Iran : kharg, l'île stratégique au cœur des tensions autour du golfe

Le président américain Donald Trump a annoncé mercredi avoir frappé des cibles militaires sur l'île de Kharg, un point névralgique pour les exportations pétrolières iraniennes, tout en assurant avoir épargné les installations pétrolières. L'incident risque d'exacerber les tensions déjà vives dans la région et de faire grimper les prix du pétrole, déjà en hausse.

Kharg : un carrefour vital pour le pétrole iranien

L'île de Kharg, située à 24 kilomètres de la côte iranienne, est le principal terminal d'exportation de pétrole du pays depuis les années 1960. Initialement établie par Amoco, elle a été nationalisée après la révolution de 1979 et gère aujourd'hui environ 1,5 million de barils de pétrole par jour, une quantité comparable à la production de plusieurs pays membres de l'OPEP. Ce volume, souvent destiné à la Chine, est surveillé de près par les observateurs internationaux, car toute perturbation pourrait avoir des répercussions considérables sur l'approvisionnement mondial.

Les installations de Kharg comprennent de vastes réservoirs de stockage, capables d'accueillir jusqu'à 30 millions de barils, et des capacités de chargement importantes, permettant d'accueillir huit pétroliers simultanément. L'île est également reliée au continent par une piste d'atterrissage gérée par la National Iranian Oil Company, servant de base aux nombreux travailleurs de l'industrie pétrolière.

Un contexte de tensions accrues

Un contexte de tensions accrues

Avant cette frappe, l'Iran avait augmenté ses opérations de chargement sur l'île, probablement pour sécuriser ses exportations face aux tensions croissantes. Depuis le 28 février, le nombre de navires traversant le détroit d'Ormuz, voie maritime essentielle pour le pétrole iranien, a considérablement diminué. L’Iran a menacé de riposter contre des cibles américaines au Moyen-Orient en cas d'attaque contre ses infrastructures énergétiques.

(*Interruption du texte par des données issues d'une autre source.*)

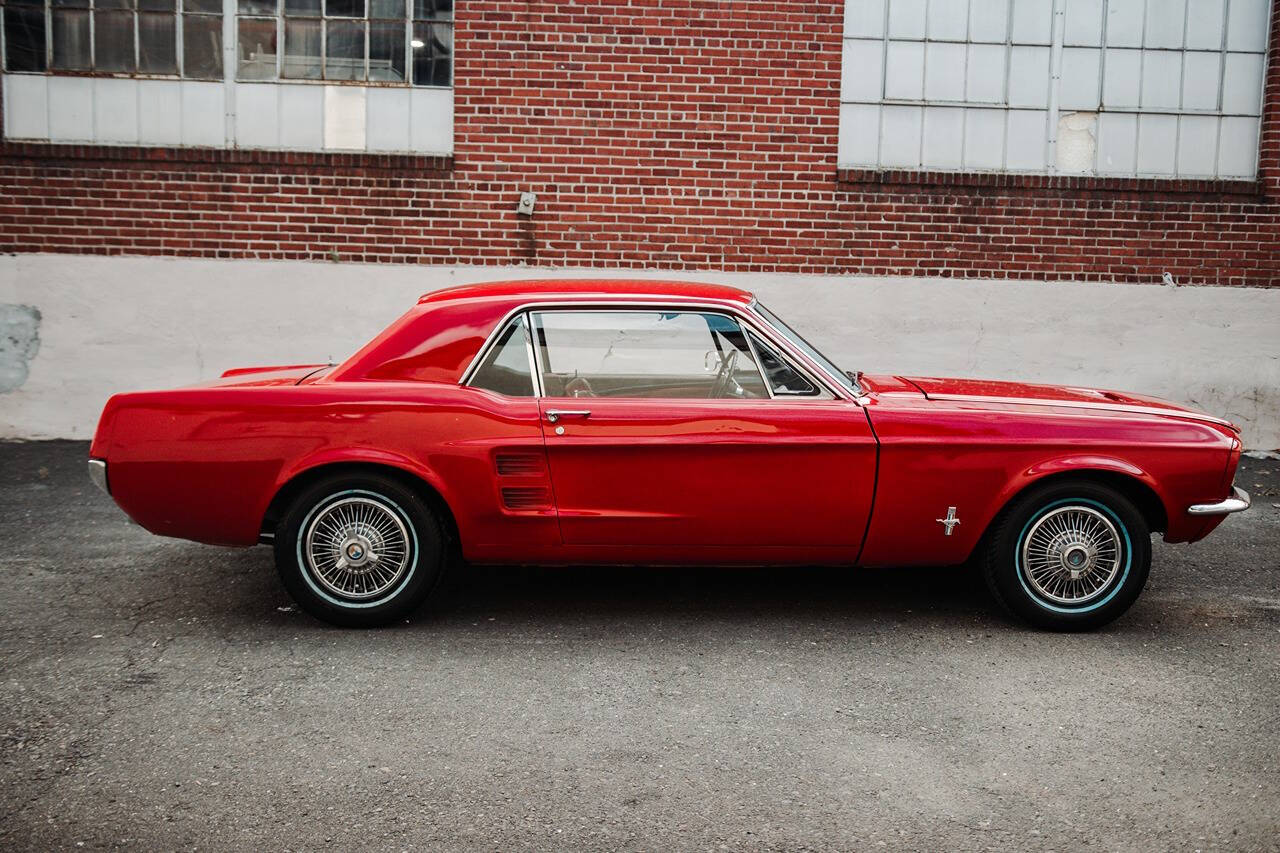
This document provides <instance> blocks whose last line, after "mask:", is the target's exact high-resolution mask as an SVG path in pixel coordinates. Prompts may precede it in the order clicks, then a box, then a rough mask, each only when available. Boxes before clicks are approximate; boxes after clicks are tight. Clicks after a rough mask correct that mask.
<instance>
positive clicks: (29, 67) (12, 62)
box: [4, 6, 45, 72]
mask: <svg viewBox="0 0 1280 853" xmlns="http://www.w3.org/2000/svg"><path fill="white" fill-rule="evenodd" d="M4 37H5V50H6V51H8V53H6V54H5V63H6V68H8V69H9V70H37V72H38V70H45V10H44V9H41V8H40V6H35V8H24V6H6V8H5V10H4Z"/></svg>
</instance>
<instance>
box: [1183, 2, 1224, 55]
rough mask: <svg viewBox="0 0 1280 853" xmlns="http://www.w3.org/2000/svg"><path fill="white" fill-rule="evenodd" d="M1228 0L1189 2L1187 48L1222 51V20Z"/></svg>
mask: <svg viewBox="0 0 1280 853" xmlns="http://www.w3.org/2000/svg"><path fill="white" fill-rule="evenodd" d="M1225 1H1226V0H1188V3H1187V46H1188V47H1192V49H1199V50H1221V49H1222V18H1224V12H1225Z"/></svg>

Une attaque contre Kharg pourrait paralyser les exportations iraniennes pendant des semaines, voire des mois, aggravant davantage la crise économique du pays. Les prix du pétrole ont déjà bondi de plus de 40% suite à ces événements, et une nouvelle perturbation pourrait alimenter l'inflation dans les économies occidentales, un scénario que l'administration Trump cherche à éviter à l'approche des élections.

Plusieurs sources suggèrent que l’Iran a intensifié ses efforts pour transporter son pétrole par voie maritime, anticipant une possible interruption des livraisons par voie terrestre. L'île de Kharg est donc devenue un objectif stratégique, et sa vulnérabilité souligne la fragilité de l'approvisionnement énergétique mondial. La question n’est plus de savoir si les tensions vont s’intensifier, mais quand.

Le détroit d'Ormuz, choke point vital pour le commerce mondial, se retrouve au cœur d'un jeu dangereux dont les conséquences économiques pourraient être durables.